Last week’s OPEC-driven gains are continuing this morning as we see WTI crude up an additional 1%. However, a new hot topic could be the culprit to this morning’s rally. The Organization of the Petroleum Exporting Countries have invited non-members to attend a meeting on December 10th, also in Vienna, to discuss their supply cuts. These non-members, 14 in total whose production accounts for roughly a fifth of the world’s total, include nations such as Egypt, Mexico, Russia, and Oman.
As mentioned in length last week, OPEC has agreed to reduce output by 1.2 million bbls/day starting in January. This declared reduction was more than what was anticipated, which catapulted oil prices up 12% last week, the biggest gain in nearly six years. Additionally, Russia has pledged to curb its production by 300,000 bbls/day. These assertions have propelled WTI crude’s price upwards by more than 16% in the last four trading days, and prices may continue to rise as speculation surrounding this weekend’s OPEC/non-OPEC meeting blossom. The chart below details which members have been invited and how much each nation produces daily.

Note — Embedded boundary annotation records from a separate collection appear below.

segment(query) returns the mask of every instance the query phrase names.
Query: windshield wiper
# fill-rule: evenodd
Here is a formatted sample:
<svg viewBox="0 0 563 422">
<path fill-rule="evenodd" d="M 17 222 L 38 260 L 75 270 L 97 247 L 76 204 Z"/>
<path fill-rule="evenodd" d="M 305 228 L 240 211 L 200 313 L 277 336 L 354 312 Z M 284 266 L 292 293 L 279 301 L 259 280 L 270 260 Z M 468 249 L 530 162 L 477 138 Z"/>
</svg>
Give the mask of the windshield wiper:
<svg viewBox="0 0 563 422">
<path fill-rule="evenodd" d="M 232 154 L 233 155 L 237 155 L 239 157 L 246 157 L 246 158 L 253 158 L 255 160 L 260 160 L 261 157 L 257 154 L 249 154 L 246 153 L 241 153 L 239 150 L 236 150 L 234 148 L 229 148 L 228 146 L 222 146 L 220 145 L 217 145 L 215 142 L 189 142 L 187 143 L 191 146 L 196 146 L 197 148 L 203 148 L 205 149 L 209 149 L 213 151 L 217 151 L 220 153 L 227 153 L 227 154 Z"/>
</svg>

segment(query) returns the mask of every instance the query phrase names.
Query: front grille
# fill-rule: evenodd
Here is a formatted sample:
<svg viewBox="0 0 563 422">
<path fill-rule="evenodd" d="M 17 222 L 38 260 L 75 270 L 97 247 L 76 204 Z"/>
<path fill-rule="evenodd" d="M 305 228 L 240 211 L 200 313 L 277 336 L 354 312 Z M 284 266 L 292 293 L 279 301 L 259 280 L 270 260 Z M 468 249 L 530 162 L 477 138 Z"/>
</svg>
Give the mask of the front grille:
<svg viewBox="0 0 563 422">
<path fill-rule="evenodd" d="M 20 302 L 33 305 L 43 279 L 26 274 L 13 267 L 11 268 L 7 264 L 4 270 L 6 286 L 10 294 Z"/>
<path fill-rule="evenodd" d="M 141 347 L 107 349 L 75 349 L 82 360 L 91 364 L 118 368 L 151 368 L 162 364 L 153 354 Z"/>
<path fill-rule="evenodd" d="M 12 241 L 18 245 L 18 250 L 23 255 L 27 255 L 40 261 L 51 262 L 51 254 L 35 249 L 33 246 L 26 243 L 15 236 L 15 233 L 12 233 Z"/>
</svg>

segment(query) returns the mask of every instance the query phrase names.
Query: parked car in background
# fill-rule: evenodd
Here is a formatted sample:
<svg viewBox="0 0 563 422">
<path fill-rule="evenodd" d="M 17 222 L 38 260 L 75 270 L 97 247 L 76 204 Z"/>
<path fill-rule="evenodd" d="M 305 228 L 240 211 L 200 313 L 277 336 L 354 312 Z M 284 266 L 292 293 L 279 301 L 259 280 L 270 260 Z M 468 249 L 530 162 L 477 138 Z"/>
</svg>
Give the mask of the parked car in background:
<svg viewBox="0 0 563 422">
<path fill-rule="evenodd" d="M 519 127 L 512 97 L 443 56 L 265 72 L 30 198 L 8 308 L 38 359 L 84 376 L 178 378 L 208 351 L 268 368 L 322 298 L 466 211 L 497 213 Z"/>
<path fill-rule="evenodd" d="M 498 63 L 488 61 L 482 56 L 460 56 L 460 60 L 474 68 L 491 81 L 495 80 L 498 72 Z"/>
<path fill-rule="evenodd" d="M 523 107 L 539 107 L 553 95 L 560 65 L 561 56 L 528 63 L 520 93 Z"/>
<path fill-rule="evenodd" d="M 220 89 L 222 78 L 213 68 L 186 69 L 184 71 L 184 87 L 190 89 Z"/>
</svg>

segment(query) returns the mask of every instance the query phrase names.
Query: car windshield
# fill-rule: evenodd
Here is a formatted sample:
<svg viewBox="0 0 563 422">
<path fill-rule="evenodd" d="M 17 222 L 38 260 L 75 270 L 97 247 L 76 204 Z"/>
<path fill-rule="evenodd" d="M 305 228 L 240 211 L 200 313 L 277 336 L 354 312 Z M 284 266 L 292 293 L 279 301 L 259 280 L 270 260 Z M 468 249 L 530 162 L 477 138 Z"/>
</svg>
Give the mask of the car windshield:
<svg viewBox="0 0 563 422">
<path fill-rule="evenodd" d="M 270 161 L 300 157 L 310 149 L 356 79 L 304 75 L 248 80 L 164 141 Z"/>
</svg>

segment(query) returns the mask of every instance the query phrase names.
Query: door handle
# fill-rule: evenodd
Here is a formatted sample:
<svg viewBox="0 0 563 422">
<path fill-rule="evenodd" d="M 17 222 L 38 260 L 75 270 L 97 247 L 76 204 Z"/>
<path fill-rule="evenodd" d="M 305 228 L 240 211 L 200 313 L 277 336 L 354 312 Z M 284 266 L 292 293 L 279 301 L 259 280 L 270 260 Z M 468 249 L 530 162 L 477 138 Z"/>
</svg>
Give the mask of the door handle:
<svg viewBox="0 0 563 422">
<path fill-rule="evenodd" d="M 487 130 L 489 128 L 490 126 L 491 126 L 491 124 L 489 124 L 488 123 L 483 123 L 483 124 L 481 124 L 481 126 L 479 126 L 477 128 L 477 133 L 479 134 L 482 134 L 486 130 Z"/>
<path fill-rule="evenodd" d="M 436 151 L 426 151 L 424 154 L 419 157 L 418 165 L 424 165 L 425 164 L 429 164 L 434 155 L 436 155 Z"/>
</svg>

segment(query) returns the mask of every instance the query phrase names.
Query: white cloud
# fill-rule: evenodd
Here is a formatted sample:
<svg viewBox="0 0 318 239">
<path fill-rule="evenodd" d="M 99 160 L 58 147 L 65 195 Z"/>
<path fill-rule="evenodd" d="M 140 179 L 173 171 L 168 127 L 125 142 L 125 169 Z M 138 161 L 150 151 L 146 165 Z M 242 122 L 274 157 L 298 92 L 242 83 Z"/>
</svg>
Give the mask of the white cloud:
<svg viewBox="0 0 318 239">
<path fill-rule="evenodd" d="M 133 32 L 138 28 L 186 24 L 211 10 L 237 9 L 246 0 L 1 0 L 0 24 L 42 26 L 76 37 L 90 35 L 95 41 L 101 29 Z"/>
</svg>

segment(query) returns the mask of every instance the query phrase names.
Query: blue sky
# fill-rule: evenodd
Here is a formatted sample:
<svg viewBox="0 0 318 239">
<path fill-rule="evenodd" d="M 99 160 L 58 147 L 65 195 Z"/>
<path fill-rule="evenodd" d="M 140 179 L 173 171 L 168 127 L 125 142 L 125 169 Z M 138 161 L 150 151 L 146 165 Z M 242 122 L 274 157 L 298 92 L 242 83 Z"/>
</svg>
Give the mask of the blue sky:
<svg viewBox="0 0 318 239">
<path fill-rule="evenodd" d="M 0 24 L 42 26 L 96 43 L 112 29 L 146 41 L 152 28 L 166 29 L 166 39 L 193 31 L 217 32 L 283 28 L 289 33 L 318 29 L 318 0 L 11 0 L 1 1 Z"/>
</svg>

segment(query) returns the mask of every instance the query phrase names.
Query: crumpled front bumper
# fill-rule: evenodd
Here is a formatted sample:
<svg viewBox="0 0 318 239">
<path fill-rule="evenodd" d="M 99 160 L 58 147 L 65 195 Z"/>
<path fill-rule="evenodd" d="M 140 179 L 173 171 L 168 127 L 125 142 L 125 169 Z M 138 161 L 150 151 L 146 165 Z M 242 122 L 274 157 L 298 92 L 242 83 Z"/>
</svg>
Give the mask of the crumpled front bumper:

A side note to consider: Russia, who has proclaimed a willingness to cut production by 300,000 bbl/day is using November’s production as the baseline. However, according to Reuters.com, Russia’s November output of 11.21 million bbls/day is the highest production level seen in almost 30 years. To give comparison, Russia’s November output outpaced its August output by over 500,000 bbls. Therefore, what legitimate effect does a cut of 300,000 bbl/day actually have when based on record levels?
Moving on, Baker Hughes data shows U.S. oil rigs increased for a fifth week in a row to the highest number of rigs since January. Expect to see this number escalate again this week, as a surge in the price of oil typically stimulates an increases in rigs coming online. On that same note, many U.S. shale companies have used this OPEC-induced rally to increase their hedging and reduce their future oil price risk for both 2017 and 2018. According to Bloomberg.com, this vigorous selling of future oil contracts by U.S. oil producers can be viewed as the likelihood of increased production in 2017. This would in turn counterbalance the output cuts proposed by OPEC.
At post time, WTI is up $0.34 to $52.02, RBOB is down 61 points, and ULSD is up 56 points.